Apple isn't guiltless but it is also timing/efforts of the GPU vendors also. If released in Q1 2013 this (with E5 v1 and TB v1 ) wouldn't have been good. It wasn't ready. So Apple is out of the release synchronization with the GPU vendors with the Mac Pro. Not really a new problem.

When the NMP was announced there was allot of talk about how powerful and awesome the graphics cards where going to be...

If price insensitive it still is powerful. Whether $/performance is there is debatable but just top end performance it isn't that bad ( if not looking at it AMD fanboy vs Nvidia fanboy perspective). With the "sneak peak" Apple only laid down details on the extreme top end ( what they call D700 cards now). They are more powerful than most other graphics cards out there.


Reason i ask is that even with the previous MP the graphic card options especially in the base configuration where outdated and cheap in comparission with the cost of the machine....is history repeating itself with the new macpro?

It is not so much history as the customers repeating the same issues. Far more about "price points" than outdated/cheap .
 
What I'm curious about though is if because we are getting a dual GPU setup, if that means we are actually seeing a combined pool of Vram.. so lets say I'm using a program that uses OpenCl.. say I have two D500's.. does the App actually see 6 GB of vram to process with... not just 3 (even though 2 W7000's would be 8GB total) The fact there no longer needs to be a physical link between the cards to crossfire is encouraging. Apple knowing you have two cards in there it would be crazy not to share everything, and just have the 2nd card for thunderbolt lanes :p.
 
So Apple is out of the release synchronization with the GPU vendors with the Mac Pro. Not really a new problem.

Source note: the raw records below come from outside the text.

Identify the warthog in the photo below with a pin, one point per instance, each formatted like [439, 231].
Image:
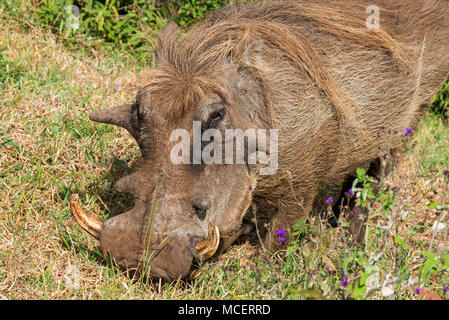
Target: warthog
[325, 74]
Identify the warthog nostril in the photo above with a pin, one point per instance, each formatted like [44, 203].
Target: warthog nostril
[201, 204]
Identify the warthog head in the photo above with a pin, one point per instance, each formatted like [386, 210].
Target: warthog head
[187, 209]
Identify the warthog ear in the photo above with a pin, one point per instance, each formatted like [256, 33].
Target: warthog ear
[165, 41]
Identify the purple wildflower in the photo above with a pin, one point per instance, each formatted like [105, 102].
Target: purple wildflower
[281, 233]
[407, 131]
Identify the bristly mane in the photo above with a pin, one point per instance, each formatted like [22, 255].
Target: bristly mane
[189, 66]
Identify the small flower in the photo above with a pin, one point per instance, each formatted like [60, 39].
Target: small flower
[407, 131]
[281, 233]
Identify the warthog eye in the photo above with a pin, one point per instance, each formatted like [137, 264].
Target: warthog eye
[215, 117]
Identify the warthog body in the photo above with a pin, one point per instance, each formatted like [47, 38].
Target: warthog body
[311, 69]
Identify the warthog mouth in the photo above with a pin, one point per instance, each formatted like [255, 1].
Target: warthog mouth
[176, 260]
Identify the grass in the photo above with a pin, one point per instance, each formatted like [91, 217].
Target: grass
[49, 150]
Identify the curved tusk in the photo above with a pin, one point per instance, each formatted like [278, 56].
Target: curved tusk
[208, 246]
[88, 223]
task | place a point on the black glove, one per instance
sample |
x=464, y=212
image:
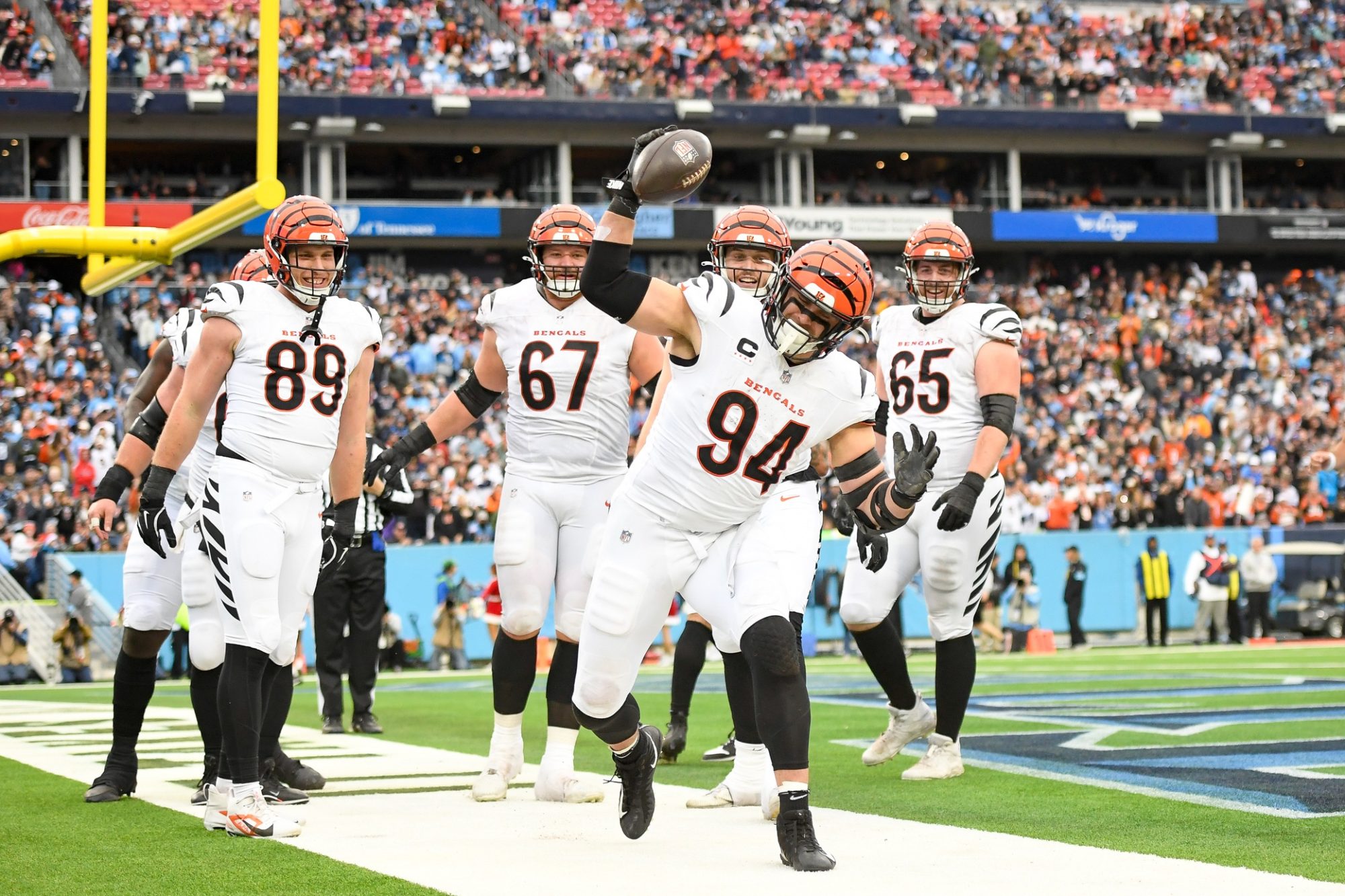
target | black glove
x=392, y=462
x=874, y=548
x=844, y=517
x=913, y=470
x=961, y=502
x=623, y=194
x=341, y=534
x=154, y=524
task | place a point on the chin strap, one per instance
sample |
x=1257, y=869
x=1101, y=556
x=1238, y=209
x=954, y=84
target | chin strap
x=311, y=329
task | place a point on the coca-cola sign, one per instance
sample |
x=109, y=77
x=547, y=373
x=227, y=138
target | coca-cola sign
x=76, y=214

Yeah, but it's compounded by the lack of removability. Basically we're getting 2 w7000 with slashed ram-- Less than $1000 (retail) on the components, and I'm sure apple is getting the 2 chips for less than $750.. With the base specs, this is a ripoff. For $1999 or even $2250 I would have considered this-- it already had so many cons re: expandability and cost, lack of cuda etc etc..

I am THE demographic for this product. I bought Mac Pros in the past, I make video for a living, I work off a *very* similar workflow now-- a macbook pro with thunderbolt monitor/raid, thunderbolt video out device etc etc..

I work for a company that would spend this much on a computer if I said so.. But I'd rather have a PC at this point. I can get SO much more for the money.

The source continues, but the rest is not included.